PEOPLE have blind spots concerning their own towns and cities.

Just as there are many Parisians who have never climbed the Eiffel Tower, and New Yorkers who have never walked across the Brooklyn Bridge, there are many Glaswegians who have never visited the city's vast Necropolis - and I was one of them.

I'm trying to think why. The pathetic answer is that it's a bit out of the way. Not out of the way in that it is miles from civilisation like Mount Kilimanjaro. No, just that, tucked behind the Cathedral, it's in a part of the city that you don't really wander past. Or is it just not very welcoming? There were always lurid tales in the press - I might have written one or two of them - about vandalism, drunks pestering visitors, or even urban myths about the occasional roe deer among the trees being shot with crossbows.

But there are lurid tales about many parts of the city which are in fact friendly places, so you don't want to believe all you read in the papers.

Nor do I have a distaste of graveyards as I have strolled through the best of them in New Orleans and Paris, and even taken a vaporetto to San Michele, the cemetery island in Venice. So surely the Glasgow Necropolis is of similar interest. After all, more than 450 visitors out of 500 on holiday website Tripadvisor rate it as very good or excellent. Can't be many crossbows to dodge there after all.

To help me, Ruth Johnston of the Friends of Glasgow Necropolis, shows me around.

The background is that the Necropolis is on what was called Fir Park. No, not the Motherwell football ground, but the highest hill in the then Glasgow boundaries. It was owned by the Merchants' House who, when the church graveyards filled up, thought they could make a bob or two by turning Fir Park into a cemetery for mainly the great and the good in the 1830s. Those with the cash paid the best architects of the day to build them mausoleums and monuments. Others less wealthy were remembered by friends who raised the cash to put up memorials.

As Glasgow's Billy Connolly once put it: "Glasgow doesn't care much for the living, but it really looks after the dead."

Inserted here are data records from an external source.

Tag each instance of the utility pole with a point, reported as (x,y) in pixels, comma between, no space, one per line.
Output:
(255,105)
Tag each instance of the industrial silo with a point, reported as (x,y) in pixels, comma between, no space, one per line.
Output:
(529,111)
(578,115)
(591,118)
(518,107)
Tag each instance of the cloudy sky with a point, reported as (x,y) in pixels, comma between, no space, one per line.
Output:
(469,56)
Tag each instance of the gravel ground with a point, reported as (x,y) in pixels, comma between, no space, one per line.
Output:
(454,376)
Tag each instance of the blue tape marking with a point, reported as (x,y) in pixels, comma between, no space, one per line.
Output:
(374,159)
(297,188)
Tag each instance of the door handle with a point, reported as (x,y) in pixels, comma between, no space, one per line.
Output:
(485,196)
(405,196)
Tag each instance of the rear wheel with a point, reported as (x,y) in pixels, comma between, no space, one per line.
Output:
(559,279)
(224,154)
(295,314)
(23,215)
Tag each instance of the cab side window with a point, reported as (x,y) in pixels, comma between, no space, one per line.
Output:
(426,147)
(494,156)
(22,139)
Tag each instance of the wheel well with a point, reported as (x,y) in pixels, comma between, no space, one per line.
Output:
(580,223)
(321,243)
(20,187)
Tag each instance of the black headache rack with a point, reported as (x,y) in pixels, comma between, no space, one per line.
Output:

So you enter across the Bridge of Sighs beside the Cathedral, and my first surprise is how many people are walking around. Tourists really do flock to the Necropolis, certainly on sunny days, and it is the number of visitors which is the best antidote to anti-social behaviour. Stroll up the curving road until you get to the John Knox Monument - coincidentally he's facing Ibrox with his back to Parkhead - and the next surprise is how captivating the view over the city is. It's a vantage point that gives you a fresh perspective on Glasgow, no matter how long you have lived there. Look down on the green-roofed Glasgow Cathedral, and for the first time, because of the height, you can appreciate the size and intricacy of the building. It really is hidden away when you drive past.

Over the hill, the next surprise is how vast the Necropolis is. There are 50,000 people interred here, although there are only 3500 memorials.

Ah the memorials. Choosing what ones to look at is like choosing chocolates from a vast gift box.

One of the more ornate memorials is to actor and theatre owner John Alexander complete with carved curtains and footlights, with an epitaph which floridly begins: "Fallen is the curtain. The last scene is o'er."

It ends, rather touchingly: "Unnumbered parts he played, yet to the end his best were those of husband, father, friend."

Life clearly was not dull in those days for the well travelled Glaswegian, although it could be a tad hazardous.

A memorial erected by friends of John Ker explains he was "accidentaly drowned while shooting wild fowl from a small boat off the coast of Romagna".

At least I think it's Romagna, an ancient part of Italy, but the lettering is a bit worn.

A simple granite obelisk to the memory of writer John Baird Smith includes the grievous information that one son was killed in action in France during the Great War and is buried there. A second, who was a fellow of the University of Rangoon, and worked for the Scottish-owned ferry company the Irrawaddy Flotilla, was buried at sea.

The styles of the monuments race from the Gothic to even Egyptian. There is a Moorish monument to solicitor William Wilson which would not be out of place in Palestine.

There are angels of course, many angels, some male, some clearly female as a naked bosom or two reveals. And even a football.

Yes, an old-fashioned laced football carved out of granite on the monument erected by the SFA to its first secretary, William Dick, who died in 1880 at only 29 after working for the football authorities for ten years.

Ruth tells me that it is a constant struggle by the Friends to raise funds to maintain and restore the memorials. Some rich merchants left thousands to upkeep their graves but the money has disappeared. Funny that.

The council does its bit by keeping the grass cut and paths maintained. But the Friends have ambitious plans to restore more of the buildings.

They have tours on Saturdays and Sundays which help raise money for their projects. Find their website and book up for them. Sometimes it's eye-opening to be a tourist in your own city.